Measurements of proton hardness factors in silicon at energies between 10 MeV and 25 MeV

TL;DR

This study measures the proton hardness factors in silicon detectors at energies between 10 and 25 MeV, revealing discrepancies with theoretical predictions at certain energies, which is crucial for radiation damage assessment in high-energy physics.

Contribution

The paper provides experimental measurements of proton hardness factors in silicon at specific energies, highlighting deviations from theoretical models and improving understanding of radiation effects.

Findings

Hardness factors measured at 10.5, 16.4, and 24.3 MeV.

Agreement with theory at 16.4 MeV, deviations at 10.5 and 24.3 MeV.

Results inform radiation damage modeling for silicon detectors.

Abstract

Silicon detector technologies are often employed for high energy particle physics applications due to their excellent radiation hardness.
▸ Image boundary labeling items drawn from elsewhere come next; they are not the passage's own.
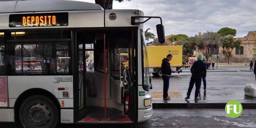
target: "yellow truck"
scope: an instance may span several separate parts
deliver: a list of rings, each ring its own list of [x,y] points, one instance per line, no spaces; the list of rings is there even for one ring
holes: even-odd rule
[[[182,66],[182,45],[148,46],[147,48],[149,72],[154,76],[162,76],[162,60],[169,54],[172,55],[171,67],[175,72],[182,71],[180,70]]]
[[[180,69],[182,66],[182,45],[148,46],[147,48],[149,72],[154,76],[162,76],[162,60],[169,54],[172,55],[172,58],[170,62],[171,68],[175,72],[179,73],[182,71]],[[126,68],[128,68],[128,54],[121,54],[121,62]]]

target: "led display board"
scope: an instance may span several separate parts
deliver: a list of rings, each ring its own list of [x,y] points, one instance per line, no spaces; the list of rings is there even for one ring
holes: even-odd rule
[[[68,12],[11,14],[9,17],[9,27],[67,26],[68,17]]]

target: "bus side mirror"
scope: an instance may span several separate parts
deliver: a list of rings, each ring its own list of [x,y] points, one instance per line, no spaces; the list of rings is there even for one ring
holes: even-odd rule
[[[165,42],[164,27],[164,25],[162,24],[158,24],[156,25],[156,31],[157,33],[158,41],[161,44],[163,44]]]

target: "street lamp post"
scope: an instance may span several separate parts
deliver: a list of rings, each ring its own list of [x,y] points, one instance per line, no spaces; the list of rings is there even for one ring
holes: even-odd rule
[[[239,62],[240,63],[240,50],[241,50],[241,49],[239,49],[238,50],[238,51],[239,52],[239,55],[238,55],[238,58],[239,58]]]

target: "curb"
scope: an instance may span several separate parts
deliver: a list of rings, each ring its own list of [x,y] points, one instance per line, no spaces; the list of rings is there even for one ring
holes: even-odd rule
[[[207,71],[207,72],[237,72],[237,71]],[[182,71],[182,72],[190,72],[190,71]]]
[[[253,70],[240,70],[241,72],[253,72]]]
[[[226,103],[152,103],[153,108],[223,108]],[[255,109],[256,103],[241,103],[243,109]]]

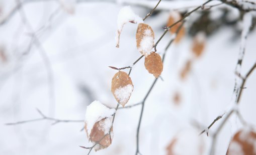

Radiation damage in the form of bulk or substrate damage is dependent on the incident particle species and energy. The fluence is therefore often quoted as the 1 MeV neutron equivalent fluence, with hardness factors being the scaling quantity. The hardness factor can be determined by analysing the change in the leakage current of silicon pad diodes post-irradiation. Using the MC40 cyclotron facility at the University of Birmingham, n-in-p FZ silicon pad diodes were irradiated to several fluence points at three different proton beam energies. The hardness factors acquired were 3.07 $\pm$ 0.37 for 10.5 MeV protons, 2.73 $\pm$ 0.27 for 16.4 MeV protons and 2.19 $\pm$ 0.22 for 24.3 MeV protons. The value for 16.4 MeV protons agrees with the theoretical predictions, whereas the values for 10.5 MeV and 24.3 MeV are lower than predicted by the same calculations.